La sauvegarde

08/09/2015

La sauvegarde est une procédure préventive donnant lieu à publicité qui doit permettre de traiter les difficultés d’une entreprise avant que celle-ci ne soit en cessation de paiement.

A condition de ne pas être en cessation de paiements, cette procédure est ouverte à toute entreprise commerciale, artisanale, agricole ou libérale (personne physique ou morale), aux micro-entrepreneurs, à toute association qui rencontre des difficultés qu’elle n’est pas en mesure de surmonter seule, aux entrepreneurs individuels à responsabilité limitée (EIRL - mais uniquement sur leur patrimoine affecté à l’activité professionnelle).

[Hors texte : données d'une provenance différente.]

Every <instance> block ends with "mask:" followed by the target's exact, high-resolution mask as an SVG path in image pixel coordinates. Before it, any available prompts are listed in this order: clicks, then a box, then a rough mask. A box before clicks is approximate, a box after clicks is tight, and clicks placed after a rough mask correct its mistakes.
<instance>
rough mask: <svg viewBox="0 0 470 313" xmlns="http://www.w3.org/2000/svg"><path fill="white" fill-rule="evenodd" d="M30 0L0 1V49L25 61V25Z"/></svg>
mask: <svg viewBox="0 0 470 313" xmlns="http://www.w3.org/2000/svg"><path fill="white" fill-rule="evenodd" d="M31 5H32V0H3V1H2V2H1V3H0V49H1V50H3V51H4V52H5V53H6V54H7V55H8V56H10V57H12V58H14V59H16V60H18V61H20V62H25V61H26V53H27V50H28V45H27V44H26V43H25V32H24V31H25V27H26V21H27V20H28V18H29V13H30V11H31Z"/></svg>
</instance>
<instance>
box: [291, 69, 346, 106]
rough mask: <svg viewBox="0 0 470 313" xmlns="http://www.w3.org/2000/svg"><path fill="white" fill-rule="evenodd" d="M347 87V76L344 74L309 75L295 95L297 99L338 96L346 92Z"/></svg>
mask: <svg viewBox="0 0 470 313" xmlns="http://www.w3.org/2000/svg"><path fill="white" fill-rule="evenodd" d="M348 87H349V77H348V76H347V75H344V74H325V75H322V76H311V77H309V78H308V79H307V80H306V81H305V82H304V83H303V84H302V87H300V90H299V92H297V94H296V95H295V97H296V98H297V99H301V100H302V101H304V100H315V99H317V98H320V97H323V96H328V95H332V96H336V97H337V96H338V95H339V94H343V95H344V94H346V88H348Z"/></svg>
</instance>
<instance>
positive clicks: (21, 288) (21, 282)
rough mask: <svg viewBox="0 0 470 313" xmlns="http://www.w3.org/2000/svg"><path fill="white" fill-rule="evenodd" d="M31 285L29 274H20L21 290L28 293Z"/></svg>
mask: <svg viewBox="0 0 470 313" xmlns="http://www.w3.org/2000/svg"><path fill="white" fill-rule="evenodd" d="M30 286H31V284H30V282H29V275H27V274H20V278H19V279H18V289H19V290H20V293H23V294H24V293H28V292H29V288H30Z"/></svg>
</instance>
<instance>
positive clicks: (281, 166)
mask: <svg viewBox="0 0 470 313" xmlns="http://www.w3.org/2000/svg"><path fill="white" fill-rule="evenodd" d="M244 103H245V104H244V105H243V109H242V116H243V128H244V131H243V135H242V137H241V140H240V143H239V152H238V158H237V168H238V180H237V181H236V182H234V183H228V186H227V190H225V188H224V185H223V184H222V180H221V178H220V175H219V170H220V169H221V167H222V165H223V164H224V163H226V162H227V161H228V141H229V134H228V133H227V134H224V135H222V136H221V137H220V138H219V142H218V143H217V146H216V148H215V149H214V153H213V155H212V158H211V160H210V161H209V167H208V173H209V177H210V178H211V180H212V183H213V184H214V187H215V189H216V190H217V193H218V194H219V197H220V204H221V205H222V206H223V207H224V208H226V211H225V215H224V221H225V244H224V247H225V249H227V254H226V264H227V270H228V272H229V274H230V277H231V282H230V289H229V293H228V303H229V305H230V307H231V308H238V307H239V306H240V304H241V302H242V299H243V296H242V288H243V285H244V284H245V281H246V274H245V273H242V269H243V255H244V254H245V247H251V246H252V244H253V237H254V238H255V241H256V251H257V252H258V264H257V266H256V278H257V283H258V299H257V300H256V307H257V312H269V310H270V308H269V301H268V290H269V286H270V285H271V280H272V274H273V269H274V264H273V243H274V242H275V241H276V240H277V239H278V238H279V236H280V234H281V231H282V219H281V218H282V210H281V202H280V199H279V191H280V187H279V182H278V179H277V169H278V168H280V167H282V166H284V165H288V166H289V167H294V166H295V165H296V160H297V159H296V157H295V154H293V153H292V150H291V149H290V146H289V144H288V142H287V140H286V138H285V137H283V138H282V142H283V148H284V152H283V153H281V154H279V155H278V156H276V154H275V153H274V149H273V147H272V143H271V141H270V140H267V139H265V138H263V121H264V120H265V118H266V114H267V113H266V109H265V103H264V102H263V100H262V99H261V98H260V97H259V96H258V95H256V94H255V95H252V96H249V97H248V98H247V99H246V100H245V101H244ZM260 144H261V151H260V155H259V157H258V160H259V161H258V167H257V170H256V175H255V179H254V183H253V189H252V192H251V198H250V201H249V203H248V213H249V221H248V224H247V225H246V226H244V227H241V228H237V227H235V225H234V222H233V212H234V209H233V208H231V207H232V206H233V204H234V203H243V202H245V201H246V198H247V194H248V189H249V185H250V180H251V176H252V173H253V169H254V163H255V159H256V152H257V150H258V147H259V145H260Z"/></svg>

Elle a pour but, par la mise en place d’un plan de sauvegarde, de permettre à l’entreprise de continuer son activité, au besoin en procédant à sa réorganisation, de maintenir l’emploi et d’apurer ses dettes.

L’ouverture de la sauvegarde

La demande d’ouverture de la procédure de sauvegarde ne peut être faite que par le représentant légal de la personne morale ou par le débiteur personne physique, au greffe du tribunal dont dépend l’entreprise (tribunal de commerce pour les commerçants ou artisans, tribunal de grande instance dans les autres cas).

Elle doit exposer la nature des difficultés rencontrées et les raisons pour lesquelles l’entreprise n’est pas en mesure de les surmonter.
La demande doit être accompagnée d’un certain nombre de documents (notamment : comptes annuels du dernier exercice, extrait d’immatriculation au RCS ou au répertoire des métiers ; situation de trésorerie, compte de résultat prévisionnel ; nombre des salariés et montant du chiffre d’affaires à la clôture du dernier exercice comptable ; état chiffré des créances et des dettes…).

Le tribunal se prononce sur l’ouverture de la procédure après avoir entendu le débiteur et les représentants du comité d’entreprise ou, à défaut, des délégués du personnel.

S’il estime la demande fondée, le tribunal ouvre la procédure. Le jugement est publié au Bodacc (bulletin officiel des annonces civiles et commerciales).

La procédure de sauvegarde débute par une période d’observation de 6 mois maximum renouvelable, sans pouvoir excéder 18 mois. Pendant cette période la gestion de l’entreprise continue à être assurée par son dirigeant. Il peut être assisté par un administrateur judiciaire.
La période d’observation sert à effectuer un bilan économique et social de l’entreprise et à étudier ses possibilités de rétablissement. Un inventaire des biens de l’entreprise est établi.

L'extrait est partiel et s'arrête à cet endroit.